Sur le principe du « un acheté, un offert » le cinéma horrifique se transforme en bookmaker avec sous les bras la promesse de duel monstrueux, des chocs de titans, voire de Lutte des Clash (Pour les quelques lecteurs camarades encore debout). Naschy retiendra la leçon, son imaginaire ratissera large au risque d'empilages thématiques certes plus ou moins heureux mais indiscutablement généreux. Le bossu de la morgue commence d'ailleurs de la moins fantastique des manières (au sens figuré j'entends). Un assassin difforme mais néanmoins probable, un enfilage de séquences macabres dictées par le plus cru des réalismes... Puis l'entrée en scène de la science jusqu'à l'apparition d'une créature boueuse évoquant la «Swamp Thing» apparue deux années auparavant dans la bande dessinée américaine. Au fond, deux visions du cinéma horrifique s'affrontent ici, le réalisme morbide et la fantaisie. Nous pourrions même aller plus loin en écrivant que deux folies se toisent. La folie naïve de Ghoto, celle du bas et une folie éclairée, celle du haut, se dévisagent sur un ring temporel hésitant, mi contemporain , mi gothique. 

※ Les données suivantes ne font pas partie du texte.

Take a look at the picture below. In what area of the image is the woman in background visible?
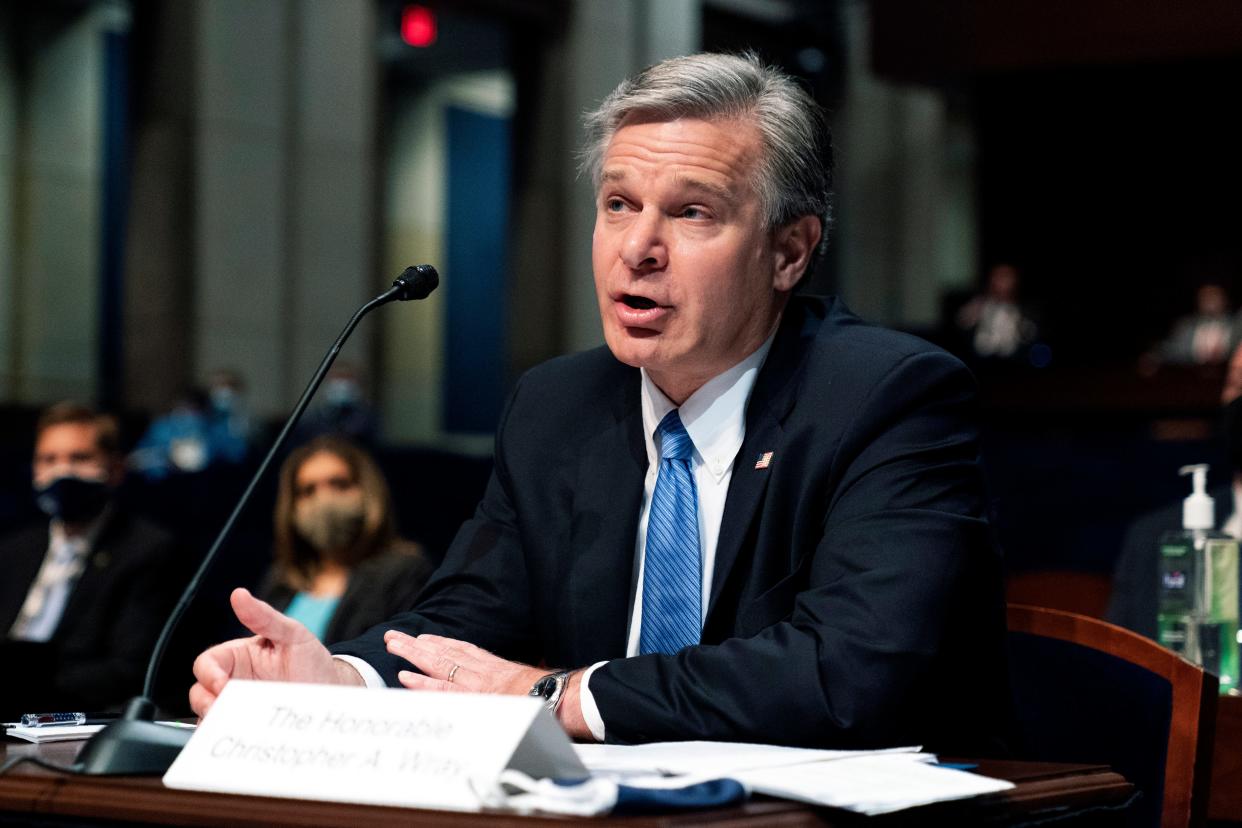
[261,436,432,644]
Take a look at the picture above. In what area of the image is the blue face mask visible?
[35,474,112,524]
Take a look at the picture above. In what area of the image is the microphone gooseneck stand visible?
[65,264,440,775]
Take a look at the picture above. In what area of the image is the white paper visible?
[4,725,103,745]
[734,755,1013,814]
[571,742,1013,814]
[164,680,587,811]
[574,741,934,780]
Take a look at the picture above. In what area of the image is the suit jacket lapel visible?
[0,523,50,630]
[56,513,120,636]
[704,300,818,618]
[570,370,647,660]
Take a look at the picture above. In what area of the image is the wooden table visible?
[0,740,1134,828]
[1207,695,1242,824]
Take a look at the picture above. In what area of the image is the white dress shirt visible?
[335,334,775,741]
[9,515,103,642]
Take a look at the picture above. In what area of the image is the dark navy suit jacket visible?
[333,299,1009,752]
[0,506,185,710]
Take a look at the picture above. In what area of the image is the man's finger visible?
[396,670,459,693]
[229,587,304,644]
[194,646,233,694]
[417,633,497,658]
[190,682,216,719]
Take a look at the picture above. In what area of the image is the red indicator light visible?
[401,6,436,48]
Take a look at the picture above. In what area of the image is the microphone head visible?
[392,264,440,302]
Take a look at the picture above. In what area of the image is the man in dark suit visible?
[191,55,1007,751]
[0,402,176,714]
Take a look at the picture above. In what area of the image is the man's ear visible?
[773,216,823,293]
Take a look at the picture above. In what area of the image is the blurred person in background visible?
[261,436,432,644]
[129,371,252,480]
[1108,345,1242,638]
[1159,282,1238,365]
[956,263,1037,360]
[293,362,380,446]
[0,402,184,714]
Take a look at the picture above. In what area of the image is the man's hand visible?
[190,588,363,716]
[385,629,591,740]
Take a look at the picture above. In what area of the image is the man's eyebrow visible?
[673,174,737,201]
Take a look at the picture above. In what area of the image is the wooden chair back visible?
[1009,603,1218,828]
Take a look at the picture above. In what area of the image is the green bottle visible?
[1156,464,1238,694]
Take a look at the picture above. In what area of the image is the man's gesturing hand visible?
[384,629,591,740]
[190,588,363,716]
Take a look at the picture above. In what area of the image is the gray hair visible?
[580,52,832,252]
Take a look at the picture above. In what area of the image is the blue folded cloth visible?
[482,770,749,817]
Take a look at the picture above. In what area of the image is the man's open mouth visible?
[621,293,656,310]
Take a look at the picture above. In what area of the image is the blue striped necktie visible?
[638,408,703,654]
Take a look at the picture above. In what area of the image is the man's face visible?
[592,119,818,405]
[32,422,119,487]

Émouvant mais définitivement inquiétant, Naschy, l'acteur, y trouve un rôle à sa hauteur. Peut être par ce qu'il est plié en deux d'ailleurs. Tandis que Jacinto le scénariste trempe son récit dans une perversion contenue mais réelle. A l'étage, ses jeunes patientes se fouettent jusqu'au plaisir, tandis qu'au rez-de-chaussée, Elke (la sublime actrice argentine Rosanna Yanni, que nous avions aperçue dans « Les Vampires du Docteur Dracula ») offre son corps à la plus étrange des étreintes. Une paire de faux zombies traversent le cadre, une poignée de vrais rats prennent feu.  Vous avez dit chef d’œuvre ?

Le disque :

Artus films livre ici une édition luxueuse constituée d'un fourreau contenant un digipack et un livret de 60 pages titré «Le cinéma de terreur espagnol » et signé par la main d'Alain Petit. Le film est présenté dans son format 1.85 d'origine (16/9) dans une copie que je qualifierais d'honorable, accompagnée de mixage français et espagnol ainsi que de sous titres. Dans la chambre au bonus, un long entretien avec Alain Petit (1h30 environ) , une scène alternative, un diaporama et des bandes annonce. Tout simplement le disque de la rentrée.